My experience implementing graceful shutdown for celery
workers spawned by supervisord
inside a docker
container.
Supervisord part
supervisord.conf
...
[supervisord]
...
nodaemon=true # run supervisord in the foreground
[include]
files=celery.conf # path to the celery config file
Set nodaemon=true
so that we can start it as a background process from the entrypoint script later.
celery.conf
[group:celery_workers]
programs=one, two
[program:one]
...
command=celery -A backend --config=celery.py worker -n worker_one --pidfile=/var/log/celery/worker_one.pid --pool=gevent --concurrency=10 --loglevel=INFO
killasgroup=true
stopasgroup=true
stopsignal=TERM
stopwaitsecs=600
[program:two]
...
# similar to the previous one
The configuration file above is responsible for starting a group
of workers each running in a separate process
within a group
. I'd like to stop on a stopwaitsecs
section value.
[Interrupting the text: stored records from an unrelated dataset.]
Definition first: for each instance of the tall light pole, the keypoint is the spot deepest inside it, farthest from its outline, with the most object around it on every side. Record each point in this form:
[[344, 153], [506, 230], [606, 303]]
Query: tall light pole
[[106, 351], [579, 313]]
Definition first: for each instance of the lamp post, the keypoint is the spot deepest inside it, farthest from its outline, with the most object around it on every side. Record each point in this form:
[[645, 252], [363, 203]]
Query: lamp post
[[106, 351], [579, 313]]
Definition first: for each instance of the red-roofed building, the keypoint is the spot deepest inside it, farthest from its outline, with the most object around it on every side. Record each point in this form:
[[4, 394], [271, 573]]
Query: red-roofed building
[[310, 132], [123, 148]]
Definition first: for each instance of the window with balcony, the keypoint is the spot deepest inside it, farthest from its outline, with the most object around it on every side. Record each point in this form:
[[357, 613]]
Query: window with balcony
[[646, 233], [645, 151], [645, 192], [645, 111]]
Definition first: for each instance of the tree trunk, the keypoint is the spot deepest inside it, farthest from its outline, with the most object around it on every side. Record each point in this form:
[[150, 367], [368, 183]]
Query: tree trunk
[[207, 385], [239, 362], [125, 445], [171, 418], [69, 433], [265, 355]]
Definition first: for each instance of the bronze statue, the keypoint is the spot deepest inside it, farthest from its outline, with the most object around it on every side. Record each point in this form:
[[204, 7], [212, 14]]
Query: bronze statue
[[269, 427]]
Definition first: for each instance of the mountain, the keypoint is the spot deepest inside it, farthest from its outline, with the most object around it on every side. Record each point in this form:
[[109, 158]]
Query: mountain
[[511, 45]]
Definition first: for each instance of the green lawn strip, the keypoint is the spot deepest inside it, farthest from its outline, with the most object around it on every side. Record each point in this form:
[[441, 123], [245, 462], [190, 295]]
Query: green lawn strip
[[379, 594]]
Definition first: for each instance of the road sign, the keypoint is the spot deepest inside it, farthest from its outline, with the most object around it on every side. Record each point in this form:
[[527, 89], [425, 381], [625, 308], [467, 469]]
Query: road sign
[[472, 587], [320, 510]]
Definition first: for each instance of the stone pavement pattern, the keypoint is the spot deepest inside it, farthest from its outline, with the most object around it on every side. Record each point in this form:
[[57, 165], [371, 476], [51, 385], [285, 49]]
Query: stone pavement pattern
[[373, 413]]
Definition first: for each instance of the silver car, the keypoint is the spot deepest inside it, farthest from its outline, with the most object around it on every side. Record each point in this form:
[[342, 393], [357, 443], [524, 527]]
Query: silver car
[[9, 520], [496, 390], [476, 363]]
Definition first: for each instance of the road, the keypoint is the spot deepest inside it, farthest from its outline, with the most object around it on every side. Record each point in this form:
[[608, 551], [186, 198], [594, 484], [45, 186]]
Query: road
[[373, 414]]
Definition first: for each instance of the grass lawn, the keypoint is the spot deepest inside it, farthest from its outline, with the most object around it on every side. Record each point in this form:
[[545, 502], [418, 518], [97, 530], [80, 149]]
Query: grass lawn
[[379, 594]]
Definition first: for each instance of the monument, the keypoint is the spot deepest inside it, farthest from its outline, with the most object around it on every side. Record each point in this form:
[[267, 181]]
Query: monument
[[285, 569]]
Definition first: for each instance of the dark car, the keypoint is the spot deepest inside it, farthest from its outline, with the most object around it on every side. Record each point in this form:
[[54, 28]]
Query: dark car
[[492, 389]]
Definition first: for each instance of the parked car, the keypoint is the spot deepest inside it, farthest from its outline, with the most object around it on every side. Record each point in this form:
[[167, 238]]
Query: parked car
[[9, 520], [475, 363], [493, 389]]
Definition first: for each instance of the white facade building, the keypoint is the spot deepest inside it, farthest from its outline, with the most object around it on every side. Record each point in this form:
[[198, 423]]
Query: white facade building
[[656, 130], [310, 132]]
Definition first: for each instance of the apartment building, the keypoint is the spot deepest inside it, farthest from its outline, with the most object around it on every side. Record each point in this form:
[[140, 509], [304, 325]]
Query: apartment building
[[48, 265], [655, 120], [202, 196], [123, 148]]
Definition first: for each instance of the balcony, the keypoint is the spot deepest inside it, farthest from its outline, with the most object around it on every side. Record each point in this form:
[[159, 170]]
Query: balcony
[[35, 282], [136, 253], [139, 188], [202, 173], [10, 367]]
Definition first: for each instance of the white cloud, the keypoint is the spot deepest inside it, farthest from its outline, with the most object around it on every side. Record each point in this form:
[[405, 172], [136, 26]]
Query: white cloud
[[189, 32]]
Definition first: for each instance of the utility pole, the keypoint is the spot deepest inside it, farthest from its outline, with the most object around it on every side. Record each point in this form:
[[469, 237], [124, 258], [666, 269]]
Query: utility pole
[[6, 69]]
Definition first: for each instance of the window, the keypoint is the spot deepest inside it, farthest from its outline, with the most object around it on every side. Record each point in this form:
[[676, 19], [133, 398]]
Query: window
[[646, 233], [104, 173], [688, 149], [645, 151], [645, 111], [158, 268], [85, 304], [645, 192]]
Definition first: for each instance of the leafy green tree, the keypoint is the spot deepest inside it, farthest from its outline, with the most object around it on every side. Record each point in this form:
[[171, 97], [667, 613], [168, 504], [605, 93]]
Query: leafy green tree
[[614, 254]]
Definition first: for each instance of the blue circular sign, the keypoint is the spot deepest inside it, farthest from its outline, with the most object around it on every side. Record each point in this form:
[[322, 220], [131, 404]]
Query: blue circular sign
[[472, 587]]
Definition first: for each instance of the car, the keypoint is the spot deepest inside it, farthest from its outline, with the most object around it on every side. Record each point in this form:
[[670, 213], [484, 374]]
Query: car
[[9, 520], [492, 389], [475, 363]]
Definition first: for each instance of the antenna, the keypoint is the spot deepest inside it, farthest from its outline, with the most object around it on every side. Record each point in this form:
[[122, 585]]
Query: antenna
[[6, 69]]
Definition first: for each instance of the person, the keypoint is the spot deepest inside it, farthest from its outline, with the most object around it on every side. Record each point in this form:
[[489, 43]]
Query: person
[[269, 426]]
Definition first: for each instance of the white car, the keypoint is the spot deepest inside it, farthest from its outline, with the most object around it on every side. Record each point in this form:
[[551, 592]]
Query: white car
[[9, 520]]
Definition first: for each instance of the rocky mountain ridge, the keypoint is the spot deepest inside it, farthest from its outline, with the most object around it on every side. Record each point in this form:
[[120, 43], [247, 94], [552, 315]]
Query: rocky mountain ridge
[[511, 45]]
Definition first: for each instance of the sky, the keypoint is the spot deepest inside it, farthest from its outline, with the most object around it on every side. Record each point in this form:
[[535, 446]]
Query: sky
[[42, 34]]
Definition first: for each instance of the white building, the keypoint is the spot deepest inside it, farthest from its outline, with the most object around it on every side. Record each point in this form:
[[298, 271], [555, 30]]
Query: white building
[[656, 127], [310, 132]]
Let's see what the documentation tells us about it:
This parameter sets the number of seconds to wait for the OS to return
a SIGCHLD to supervisord after the program has been sent a
stopsignal. If this number of seconds elapses before supervisord
receives a SIGCHLD from the process, supervisord will attempt to kill
it with a final SIGKILL.
If stopwaitsecs
>stop_grace_period
specified for your service in a docker-compose
file then you'll be getting SIGKILL
from your docker
. Make sure
stopwaitsecs
<stop_grace_period
, otherwise all running tasks get interrupted by docker
.
Entrypoint script part
entrypoint.sh
#!/bin/bash
# safety switch, exit script if there's error.
set -e
on_close(){
echo "Signal caught..."
echo "Supervisor is stopping processes gracefully..."
# cleanup all pid files
rm worker_one.pid
rm worker_two.pid
supervisorctl stop celery_workers:
echo "All processes have been stopped. Exiting..."
exit 1
}
start_supervisord(){
supervisord -c /etc/supervisor/supervisord.conf
}
# start trapping signals (docker sends `SIGTERM` for shutdown)
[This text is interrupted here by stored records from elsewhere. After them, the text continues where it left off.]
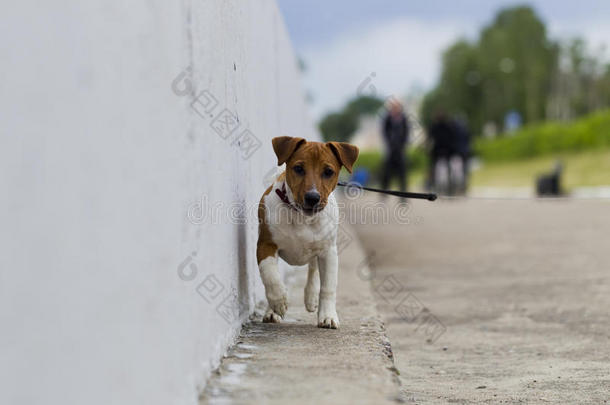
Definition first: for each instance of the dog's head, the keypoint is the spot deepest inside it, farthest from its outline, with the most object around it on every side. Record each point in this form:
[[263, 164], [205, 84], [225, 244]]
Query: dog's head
[[312, 168]]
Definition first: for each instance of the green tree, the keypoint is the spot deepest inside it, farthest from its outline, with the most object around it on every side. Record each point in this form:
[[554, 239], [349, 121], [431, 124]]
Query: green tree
[[509, 67], [340, 126]]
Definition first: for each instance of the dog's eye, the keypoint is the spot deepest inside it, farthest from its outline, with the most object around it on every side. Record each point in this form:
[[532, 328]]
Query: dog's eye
[[328, 173]]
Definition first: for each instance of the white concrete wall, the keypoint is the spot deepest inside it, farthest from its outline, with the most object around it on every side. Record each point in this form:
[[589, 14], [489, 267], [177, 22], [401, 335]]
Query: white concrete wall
[[99, 163]]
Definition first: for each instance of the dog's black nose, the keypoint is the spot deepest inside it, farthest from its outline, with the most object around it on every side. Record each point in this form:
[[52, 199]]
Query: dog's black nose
[[311, 199]]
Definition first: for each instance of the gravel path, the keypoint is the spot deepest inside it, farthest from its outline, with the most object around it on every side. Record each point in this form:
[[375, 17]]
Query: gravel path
[[496, 301]]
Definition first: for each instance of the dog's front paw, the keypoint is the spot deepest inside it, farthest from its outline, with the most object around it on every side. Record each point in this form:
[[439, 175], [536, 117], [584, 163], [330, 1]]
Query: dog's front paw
[[311, 299], [271, 317], [278, 300], [328, 321]]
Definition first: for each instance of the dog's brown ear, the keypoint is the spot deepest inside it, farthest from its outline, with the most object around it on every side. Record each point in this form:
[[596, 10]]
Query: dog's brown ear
[[345, 153], [285, 146]]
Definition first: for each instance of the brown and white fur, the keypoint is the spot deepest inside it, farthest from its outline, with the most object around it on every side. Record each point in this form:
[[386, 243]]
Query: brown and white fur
[[298, 218]]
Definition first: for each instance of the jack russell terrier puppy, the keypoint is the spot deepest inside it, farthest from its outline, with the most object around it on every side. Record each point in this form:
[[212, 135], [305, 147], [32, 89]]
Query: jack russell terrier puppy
[[298, 219]]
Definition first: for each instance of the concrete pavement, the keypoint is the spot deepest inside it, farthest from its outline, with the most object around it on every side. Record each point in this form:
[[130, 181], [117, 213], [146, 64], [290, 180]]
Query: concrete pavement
[[522, 287]]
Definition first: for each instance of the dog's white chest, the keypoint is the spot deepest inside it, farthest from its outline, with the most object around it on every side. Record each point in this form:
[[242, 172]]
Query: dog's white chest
[[300, 238]]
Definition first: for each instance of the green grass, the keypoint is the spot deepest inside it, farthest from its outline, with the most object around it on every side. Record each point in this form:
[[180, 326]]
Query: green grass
[[548, 139], [582, 169]]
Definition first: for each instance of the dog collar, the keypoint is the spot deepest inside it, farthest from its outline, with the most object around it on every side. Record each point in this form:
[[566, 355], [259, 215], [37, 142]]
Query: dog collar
[[283, 196]]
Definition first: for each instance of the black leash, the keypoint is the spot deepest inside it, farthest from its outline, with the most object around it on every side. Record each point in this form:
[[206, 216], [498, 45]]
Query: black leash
[[404, 194]]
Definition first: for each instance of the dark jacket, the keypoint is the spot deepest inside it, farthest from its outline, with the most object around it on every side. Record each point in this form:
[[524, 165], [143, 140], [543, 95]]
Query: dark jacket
[[396, 135]]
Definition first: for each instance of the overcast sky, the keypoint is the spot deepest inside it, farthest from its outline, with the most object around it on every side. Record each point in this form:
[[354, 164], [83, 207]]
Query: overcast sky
[[399, 42]]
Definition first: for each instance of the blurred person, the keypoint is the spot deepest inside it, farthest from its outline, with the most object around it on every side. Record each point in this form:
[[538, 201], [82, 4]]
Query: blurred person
[[462, 150], [395, 129], [442, 140]]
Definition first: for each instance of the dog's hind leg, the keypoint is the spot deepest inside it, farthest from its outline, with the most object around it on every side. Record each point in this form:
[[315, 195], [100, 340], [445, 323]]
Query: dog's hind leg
[[312, 288]]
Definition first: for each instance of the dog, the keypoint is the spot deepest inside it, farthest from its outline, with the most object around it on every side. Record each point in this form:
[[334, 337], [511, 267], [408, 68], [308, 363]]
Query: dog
[[298, 220]]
trap on_close SIGINT SIGTERM SIGKILL
start_supervisord & # start supervisord in a background
SUPERVISORD_PID=$! # PID of the last background process started
wait $SUPERVISORD_PID
EXIT_STATUS=$? # the exit status of the last command executed
The script above consists of:
- registering a cleanup function
on_close
- starting
supervisord
's process group in a background
- registering the last background process's
PID
and waiting for it to finish
Docker part
docker-compose.yml
...
services:
celery:
...
stop_grace_period: 15m30s
entrypoint: [/entrypoints/entrypoint.sh]
The only setting worth mentioning here is entrypoint
form declaration. In our case better to use exec
form. It starts an executable script in a process with PID
1 and doesn't create any subprocesses as shell
form does. SIGTERM
from docker stop <container>
gets propagated to an executable which traps it and performs all cleaning and closing logic.